# Vail



## Guest (Dec 27, 2007)

Can anyone give me the rundown I havn't been there in like 5 years.


----------



## Guest (Dec 27, 2007)

kinda hard to give a "rundown" of vail. they have replaced most of their slower lifts with high speed quads so its fairly easy to move around the front (if you want to ride the front). I'd recommend blue sky basin if you get some pow. was there last week and was pretty nice already.


----------



## Mr. Right (Sep 27, 2007)

If you drive a Mercedes or BMW SUV and drive really slow in the fast lane you'll fit right in :laugh: Blue Sky Basin is pretty nice, be prepared to spend some cash if you don't have a hookup.
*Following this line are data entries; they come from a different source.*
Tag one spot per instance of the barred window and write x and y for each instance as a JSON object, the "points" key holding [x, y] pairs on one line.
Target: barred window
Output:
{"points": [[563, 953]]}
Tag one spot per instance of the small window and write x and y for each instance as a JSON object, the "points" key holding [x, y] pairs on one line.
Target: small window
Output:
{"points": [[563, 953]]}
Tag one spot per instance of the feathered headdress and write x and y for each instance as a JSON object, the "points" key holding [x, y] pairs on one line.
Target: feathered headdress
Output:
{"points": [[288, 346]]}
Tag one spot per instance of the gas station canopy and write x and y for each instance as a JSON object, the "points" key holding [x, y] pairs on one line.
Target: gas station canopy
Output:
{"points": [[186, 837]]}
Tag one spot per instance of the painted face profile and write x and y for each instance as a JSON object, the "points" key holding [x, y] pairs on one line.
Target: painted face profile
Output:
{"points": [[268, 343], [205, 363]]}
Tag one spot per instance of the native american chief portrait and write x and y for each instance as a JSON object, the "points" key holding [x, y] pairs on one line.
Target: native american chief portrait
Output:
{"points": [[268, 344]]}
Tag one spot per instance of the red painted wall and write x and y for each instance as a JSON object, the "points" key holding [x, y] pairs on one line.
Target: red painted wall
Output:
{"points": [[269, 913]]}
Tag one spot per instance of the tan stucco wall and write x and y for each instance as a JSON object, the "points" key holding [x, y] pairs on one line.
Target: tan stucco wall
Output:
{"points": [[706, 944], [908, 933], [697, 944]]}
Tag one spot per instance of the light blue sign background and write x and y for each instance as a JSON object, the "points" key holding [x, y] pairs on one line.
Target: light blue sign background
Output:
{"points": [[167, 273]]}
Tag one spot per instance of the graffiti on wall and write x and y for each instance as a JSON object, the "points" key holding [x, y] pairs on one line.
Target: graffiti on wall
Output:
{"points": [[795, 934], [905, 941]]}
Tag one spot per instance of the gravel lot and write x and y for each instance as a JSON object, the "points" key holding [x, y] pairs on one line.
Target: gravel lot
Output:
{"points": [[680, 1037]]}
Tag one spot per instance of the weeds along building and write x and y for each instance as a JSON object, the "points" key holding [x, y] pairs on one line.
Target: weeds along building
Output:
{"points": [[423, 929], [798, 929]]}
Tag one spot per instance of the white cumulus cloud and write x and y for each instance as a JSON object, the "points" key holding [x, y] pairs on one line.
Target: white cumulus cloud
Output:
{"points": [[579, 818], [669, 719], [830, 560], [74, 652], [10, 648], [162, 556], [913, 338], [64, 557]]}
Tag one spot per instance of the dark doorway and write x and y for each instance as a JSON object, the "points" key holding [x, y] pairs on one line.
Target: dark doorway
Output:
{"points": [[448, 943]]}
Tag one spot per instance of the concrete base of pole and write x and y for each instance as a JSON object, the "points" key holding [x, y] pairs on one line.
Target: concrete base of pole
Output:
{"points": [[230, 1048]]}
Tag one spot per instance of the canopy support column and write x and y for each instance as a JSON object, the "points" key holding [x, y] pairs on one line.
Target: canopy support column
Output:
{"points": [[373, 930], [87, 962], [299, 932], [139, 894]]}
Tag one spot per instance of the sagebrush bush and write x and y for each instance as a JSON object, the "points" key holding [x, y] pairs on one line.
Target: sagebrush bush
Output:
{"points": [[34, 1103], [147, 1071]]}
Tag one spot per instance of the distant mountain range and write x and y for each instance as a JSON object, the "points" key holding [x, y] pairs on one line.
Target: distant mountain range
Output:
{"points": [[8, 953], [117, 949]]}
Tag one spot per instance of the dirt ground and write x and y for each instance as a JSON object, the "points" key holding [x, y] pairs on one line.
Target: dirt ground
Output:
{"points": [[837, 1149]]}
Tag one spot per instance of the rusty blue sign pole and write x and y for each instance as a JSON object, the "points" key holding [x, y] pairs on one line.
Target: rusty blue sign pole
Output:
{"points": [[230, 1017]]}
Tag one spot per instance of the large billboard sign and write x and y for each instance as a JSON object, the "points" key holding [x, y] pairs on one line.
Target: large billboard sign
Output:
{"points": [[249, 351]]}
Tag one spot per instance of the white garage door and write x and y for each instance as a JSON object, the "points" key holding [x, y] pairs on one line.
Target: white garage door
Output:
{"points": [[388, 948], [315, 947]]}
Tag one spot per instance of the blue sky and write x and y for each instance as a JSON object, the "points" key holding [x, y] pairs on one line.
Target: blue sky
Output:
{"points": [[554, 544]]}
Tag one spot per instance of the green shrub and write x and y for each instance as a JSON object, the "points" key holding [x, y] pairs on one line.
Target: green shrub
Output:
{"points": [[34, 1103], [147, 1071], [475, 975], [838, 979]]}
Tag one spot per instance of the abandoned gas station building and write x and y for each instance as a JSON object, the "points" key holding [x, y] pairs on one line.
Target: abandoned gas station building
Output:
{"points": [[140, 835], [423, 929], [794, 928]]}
I think lift tickets are close to $90 at Vail this year.


----------



## lisevolution (Sep 20, 2007)

I'm headed there in a week and a half and it's $92 for the day. Expensive but considering I pay $76+ for VT hills I am not complaining. Add to that a free condo in Vail and two 23yr old female co-residents as well as a free truck to get around with and you have yourself a sick deal! I'm so amped I can't wait to hit up Blue Sky


----------



## Guest (Jan 15, 2008)

Wow thats expensive! I hear Vail is one of the greats though so it should be fun.


----------